Both the Secured Term Loan Facility and the Revolving ABL Credit Facility limit Supervalu’s ability to make Restricted Payments (as defined in both the Secured Term Loan Facility and the Revolving ABL Credit Facility), which include dividends to stockholders. The Secured Term Loan Facility caps the aggregate amount of Restricted Payments that may be made over the life of the Secured Term Loan Facility. That aggregate cap can fluctuate over time and the cap could be reduced by certain other actions taken by Supervalu, including certain debt prepayments and Permitted Investments (as defined in the Secured Term Loan Facility).
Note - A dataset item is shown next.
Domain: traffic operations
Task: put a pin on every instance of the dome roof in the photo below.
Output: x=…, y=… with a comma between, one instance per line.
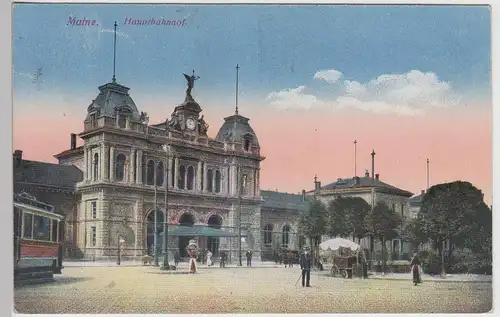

As of February 25, 2017, that aggregate cap on Restricted Payments was approximately $398. The Revolving ABL Credit Facility permits dividends up to $75 per fiscal year, not to exceed $175 in the aggregate over the life of the Revolving ABL Credit Facility, as long as no Cash Dominion Event (as defined in the Revolving ABL Credit Facility) exists. Those caps could be reduced by certain debt prepayments made by Supervalu. The Revolving ABL Credit Facility permits other Restricted Payments as long as the Payment Conditions (as defined in the Revolving ABL Credit Facility) are met.
Debentures

The $400 of 6.75 percent Senior Notes due June 2021, and the $350 of 7.75 percent Senior Notes due November 2022 contain operating covenants, including limitations on liens and on sale and leaseback transactions. Supervalu was in compliance with all such covenants and provisions for all periods presented.